Some studies focusing on well-being were unable to distinguish two – hedonic and eudaimonic – components of well-being (Vitterso et al., 2010; Kashdan et al., 2008; Šarakauskienė, 2012). Previous comparatively smaller sample researches, conducted by the authors of this article, also yielded a single psychological well-being phenomenon (Bagdonas et al., 2012; 2013). Although a slightly different structure was established, studies could not isolate two traditional – hedonic and eudaimonic – components. The aim of this study was to verify the structure of psychological well-being in a representative Lithuanian sample using the original Lithuanian Psychological Well-being Scale.
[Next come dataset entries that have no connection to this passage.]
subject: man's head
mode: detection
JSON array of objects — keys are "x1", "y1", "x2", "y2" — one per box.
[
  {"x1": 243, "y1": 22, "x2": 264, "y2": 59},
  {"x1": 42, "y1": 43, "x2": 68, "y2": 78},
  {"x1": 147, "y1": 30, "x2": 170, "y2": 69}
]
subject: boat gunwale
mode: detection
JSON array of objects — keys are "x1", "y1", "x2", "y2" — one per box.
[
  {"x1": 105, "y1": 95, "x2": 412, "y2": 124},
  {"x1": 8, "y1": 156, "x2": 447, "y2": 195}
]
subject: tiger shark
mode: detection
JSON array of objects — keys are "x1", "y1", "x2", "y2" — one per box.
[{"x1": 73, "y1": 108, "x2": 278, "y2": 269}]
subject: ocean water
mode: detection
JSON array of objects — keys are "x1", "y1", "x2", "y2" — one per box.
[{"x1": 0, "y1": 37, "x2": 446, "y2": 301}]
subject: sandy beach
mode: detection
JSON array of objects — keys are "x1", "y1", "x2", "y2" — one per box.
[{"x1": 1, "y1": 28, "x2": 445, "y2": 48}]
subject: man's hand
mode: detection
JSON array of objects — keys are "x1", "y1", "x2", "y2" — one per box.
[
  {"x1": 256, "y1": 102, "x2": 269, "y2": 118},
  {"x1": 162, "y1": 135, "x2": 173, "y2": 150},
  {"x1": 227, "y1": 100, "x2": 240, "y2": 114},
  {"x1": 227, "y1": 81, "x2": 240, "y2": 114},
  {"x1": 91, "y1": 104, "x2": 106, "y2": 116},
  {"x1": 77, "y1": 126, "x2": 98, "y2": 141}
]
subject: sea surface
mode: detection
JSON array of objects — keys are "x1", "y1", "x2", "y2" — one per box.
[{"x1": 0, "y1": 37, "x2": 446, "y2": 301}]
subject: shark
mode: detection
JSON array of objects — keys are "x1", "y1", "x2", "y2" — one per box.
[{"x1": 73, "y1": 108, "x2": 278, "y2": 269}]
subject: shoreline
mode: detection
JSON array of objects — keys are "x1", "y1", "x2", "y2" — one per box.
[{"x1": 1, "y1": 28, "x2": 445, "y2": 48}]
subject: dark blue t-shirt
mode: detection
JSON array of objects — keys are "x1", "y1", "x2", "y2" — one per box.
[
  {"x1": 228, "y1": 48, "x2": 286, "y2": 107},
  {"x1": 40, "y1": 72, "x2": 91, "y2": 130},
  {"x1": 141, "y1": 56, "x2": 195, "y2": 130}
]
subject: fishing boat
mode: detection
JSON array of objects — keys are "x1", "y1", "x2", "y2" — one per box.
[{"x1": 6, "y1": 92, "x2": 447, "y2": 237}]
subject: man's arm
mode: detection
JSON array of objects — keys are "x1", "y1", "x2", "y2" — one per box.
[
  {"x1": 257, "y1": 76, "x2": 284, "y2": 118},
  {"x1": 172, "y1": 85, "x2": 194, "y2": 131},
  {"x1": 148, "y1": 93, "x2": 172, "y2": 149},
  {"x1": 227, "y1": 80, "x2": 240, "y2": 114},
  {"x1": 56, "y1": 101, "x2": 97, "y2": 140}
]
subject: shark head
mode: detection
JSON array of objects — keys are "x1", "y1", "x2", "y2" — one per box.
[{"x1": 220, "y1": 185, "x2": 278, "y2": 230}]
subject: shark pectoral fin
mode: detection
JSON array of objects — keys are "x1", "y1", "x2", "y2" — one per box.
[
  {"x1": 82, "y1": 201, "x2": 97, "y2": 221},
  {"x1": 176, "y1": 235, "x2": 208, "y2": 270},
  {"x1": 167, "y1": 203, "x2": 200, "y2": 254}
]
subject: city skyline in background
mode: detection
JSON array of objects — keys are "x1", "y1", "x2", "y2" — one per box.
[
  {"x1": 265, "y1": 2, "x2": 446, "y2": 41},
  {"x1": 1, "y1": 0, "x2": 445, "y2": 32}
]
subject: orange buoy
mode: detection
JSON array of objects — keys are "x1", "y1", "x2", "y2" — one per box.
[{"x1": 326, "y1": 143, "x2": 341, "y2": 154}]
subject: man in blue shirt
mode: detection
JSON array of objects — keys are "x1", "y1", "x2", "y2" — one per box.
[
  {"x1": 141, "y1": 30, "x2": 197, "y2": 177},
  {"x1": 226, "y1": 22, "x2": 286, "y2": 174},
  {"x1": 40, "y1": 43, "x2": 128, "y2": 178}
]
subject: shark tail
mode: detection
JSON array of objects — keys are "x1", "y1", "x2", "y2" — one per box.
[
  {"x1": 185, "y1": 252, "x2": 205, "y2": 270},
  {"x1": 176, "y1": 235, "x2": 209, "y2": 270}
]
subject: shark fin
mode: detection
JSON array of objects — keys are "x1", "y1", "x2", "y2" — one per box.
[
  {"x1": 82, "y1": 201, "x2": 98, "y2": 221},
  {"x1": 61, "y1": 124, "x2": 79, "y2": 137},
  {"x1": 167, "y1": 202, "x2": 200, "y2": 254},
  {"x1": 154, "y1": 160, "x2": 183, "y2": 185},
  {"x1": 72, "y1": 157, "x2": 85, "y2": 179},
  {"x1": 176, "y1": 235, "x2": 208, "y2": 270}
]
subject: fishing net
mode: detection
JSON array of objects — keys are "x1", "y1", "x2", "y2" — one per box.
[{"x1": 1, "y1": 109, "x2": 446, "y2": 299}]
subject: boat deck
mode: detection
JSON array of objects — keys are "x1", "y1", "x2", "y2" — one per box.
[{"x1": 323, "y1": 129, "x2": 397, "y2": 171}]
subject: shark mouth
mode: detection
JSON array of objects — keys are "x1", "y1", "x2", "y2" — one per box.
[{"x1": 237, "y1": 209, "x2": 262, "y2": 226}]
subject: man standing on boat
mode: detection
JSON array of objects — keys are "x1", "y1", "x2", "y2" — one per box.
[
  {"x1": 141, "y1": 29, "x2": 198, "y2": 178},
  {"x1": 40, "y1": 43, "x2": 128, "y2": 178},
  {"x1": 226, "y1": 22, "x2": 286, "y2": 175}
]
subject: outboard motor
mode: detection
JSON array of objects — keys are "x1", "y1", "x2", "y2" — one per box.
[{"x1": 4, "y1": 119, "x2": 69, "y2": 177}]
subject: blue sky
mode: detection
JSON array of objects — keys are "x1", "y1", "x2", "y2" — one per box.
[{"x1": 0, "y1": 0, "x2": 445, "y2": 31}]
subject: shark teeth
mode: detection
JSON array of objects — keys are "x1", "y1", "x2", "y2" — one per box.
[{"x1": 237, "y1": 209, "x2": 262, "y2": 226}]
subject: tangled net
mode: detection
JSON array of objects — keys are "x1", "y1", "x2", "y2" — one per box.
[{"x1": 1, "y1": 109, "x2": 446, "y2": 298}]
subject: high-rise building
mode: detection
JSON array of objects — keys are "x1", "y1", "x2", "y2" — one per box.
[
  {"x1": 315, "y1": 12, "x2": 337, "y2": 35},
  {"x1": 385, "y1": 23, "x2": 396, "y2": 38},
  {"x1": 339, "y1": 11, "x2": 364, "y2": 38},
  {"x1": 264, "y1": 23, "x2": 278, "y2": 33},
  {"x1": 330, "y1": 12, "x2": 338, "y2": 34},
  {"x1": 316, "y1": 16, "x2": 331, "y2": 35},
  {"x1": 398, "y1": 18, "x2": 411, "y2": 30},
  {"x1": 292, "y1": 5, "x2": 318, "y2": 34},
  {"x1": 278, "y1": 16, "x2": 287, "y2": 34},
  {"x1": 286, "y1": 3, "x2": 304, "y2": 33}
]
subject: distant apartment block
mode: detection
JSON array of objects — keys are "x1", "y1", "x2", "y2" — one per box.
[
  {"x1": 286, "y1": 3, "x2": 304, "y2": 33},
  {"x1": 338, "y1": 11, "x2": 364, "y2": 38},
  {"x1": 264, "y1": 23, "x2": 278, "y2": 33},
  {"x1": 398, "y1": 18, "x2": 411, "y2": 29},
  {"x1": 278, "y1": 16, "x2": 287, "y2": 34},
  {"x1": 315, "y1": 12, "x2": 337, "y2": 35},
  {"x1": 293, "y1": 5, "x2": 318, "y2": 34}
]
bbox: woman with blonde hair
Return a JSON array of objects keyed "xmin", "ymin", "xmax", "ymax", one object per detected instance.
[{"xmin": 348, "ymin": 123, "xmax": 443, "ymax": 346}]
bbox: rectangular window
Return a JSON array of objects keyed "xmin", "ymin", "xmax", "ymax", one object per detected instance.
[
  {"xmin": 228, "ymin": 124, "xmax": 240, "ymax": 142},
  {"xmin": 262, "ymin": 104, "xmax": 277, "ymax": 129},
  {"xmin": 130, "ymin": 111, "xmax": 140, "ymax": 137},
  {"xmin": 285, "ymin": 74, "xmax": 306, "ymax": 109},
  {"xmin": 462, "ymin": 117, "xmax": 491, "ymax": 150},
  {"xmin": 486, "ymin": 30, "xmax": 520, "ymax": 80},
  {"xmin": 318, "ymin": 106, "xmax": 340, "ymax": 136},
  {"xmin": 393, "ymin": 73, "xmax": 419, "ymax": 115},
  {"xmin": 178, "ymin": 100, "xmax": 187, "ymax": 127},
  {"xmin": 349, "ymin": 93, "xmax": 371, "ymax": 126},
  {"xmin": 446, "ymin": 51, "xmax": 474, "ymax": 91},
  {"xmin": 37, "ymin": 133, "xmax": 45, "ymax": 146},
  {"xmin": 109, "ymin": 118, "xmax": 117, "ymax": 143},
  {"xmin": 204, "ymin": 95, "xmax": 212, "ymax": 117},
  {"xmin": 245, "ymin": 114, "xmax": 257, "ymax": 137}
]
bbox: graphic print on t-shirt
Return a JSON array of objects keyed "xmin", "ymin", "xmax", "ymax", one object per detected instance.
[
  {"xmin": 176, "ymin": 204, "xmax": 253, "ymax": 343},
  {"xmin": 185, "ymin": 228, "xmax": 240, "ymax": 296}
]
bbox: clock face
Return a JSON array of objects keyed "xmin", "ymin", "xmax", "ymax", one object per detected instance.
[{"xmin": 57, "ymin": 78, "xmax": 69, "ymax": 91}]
Methods. 1202 Lithuanian citizens aged 16–89 were enrolled in the research (M = 45.5 years, SD = 18.7 years). The study sample was representative of the Lithuanian population aged from 16 to 89 years according to gender, age, educational level, nationality, type of settlement, and region. The Lithuanian Psychological Well-being Scale, which consists of seven subscales (optimism / control, satisfaction with living standards, negative affectivity, satisfaction with relatives, satisfaction with interpersonal relations, satisfaction with physical health, satisfaction with work) was used in this study. Two items that depict satisfaction with living in Lithuania were not included in the factor analysis. The analysis of the data was conducted using the SPSS 20 and structural equation modelling AMOS software.
Results. The data obtained from the Lithuanian representative sample supports the same factor structure of the Lithuanian Psychological Well-being Scale (χ2 = 4851.0; df = 1487; p < 0.0001; RMSEA = 0.043; CFI = 0.9; TLI = 0.889) that was established by previous studies. The scale consists of optimism / control, satisfaction with living standards, negative affectivity, satisfaction with relatives, satisfaction with interpersonal relations, satisfaction with physical health, and satisfaction with work subscales. All the mentioned subscales have a high internal consistency (Cronbach α is no less than 0.8).
The testing of the second-order factor models has shown that psychological well-being is a coherent and unanimous phenomenon; even when two second-order factors representing the hedonic and eudaimonic aspects of well-being are omitted in the model, the correlation between those two is very high (>0.8). The obtained results do not support the idea that the construct of well-being consists of two different foci; it seems like there is no hedonic or eudaimonic well-being, but just a person’s psychological well-being.